Dieses Jahr gehst du mit „kenn ick“ auf Tour. Was hat es mit dem Titel auf sich? Ist das eigentlich eine Mario-Barth-Hommage, quasi eine Antwort auf die Frage: „Kennste? Kennste?“?

 Nein!

 

Gleichzeitig schreibst du an deinem er(n)sten Roman „Sommer in Neukölln“. Ist das eigentlich eine einmalige Sache oder willst du auch langfristig zweigleisig fahren, Comedian sein und Autor?

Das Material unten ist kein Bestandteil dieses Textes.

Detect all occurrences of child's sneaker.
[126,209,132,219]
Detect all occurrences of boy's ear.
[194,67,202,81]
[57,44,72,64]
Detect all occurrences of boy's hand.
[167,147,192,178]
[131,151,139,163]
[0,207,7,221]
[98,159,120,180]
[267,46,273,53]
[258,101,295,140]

Sommer in Neukölln’ ist erstmal nur der Arbeitstitel, wie es am Ende wirklich heißen wird, weiß ich noch nicht. Ich weiß auch noch nicht, ob das eine einmalige Sache ist und wie ich das Comedian- und Autorendasein unter einen Hut kriege. Aber gerade das macht es so spannend. Es haben sich halt in beide Richtungen Chancen geboten und die wollte ich nicht verstreichen lassen. Ich finde, dass beides seine Reize hat. Solche, die das jeweils andere nicht bieten kann. So kann das Schreiben zu Hause das Gefühl, einen Saal voller Menschen zum Lachen zu bringen nicht aufwiegen. Umgekehrt kann das Erzählen von Witzen auch die Ruhe beim Schreiben, die Möglichkeit, sich wirklich tief in eine komplexere Geschichte zu denken usw. nicht bieten. Gerade finde ich beides zusammen cool, auch wenn es sehr anstrengend ist manchmal.

 

Zum Schluss noch: Was erhoffst du dir vom MASTER OF THE UNI-VERS?

Ich steh auf Hörsaalslams. Ich mag das Feeling und ich liebe es, vor riesigem Publikum aufzutreten. Und vom Uni-Vers erwarte / erhoffe ich mir genau das: geile Auftritte vor vielen Menschen, die dann im Optimalfall noch lachen und am Ende für mich jubeln 🙂

Vielen Dank für das Gespräch, Felix. Bis auf bald, in Regensburg!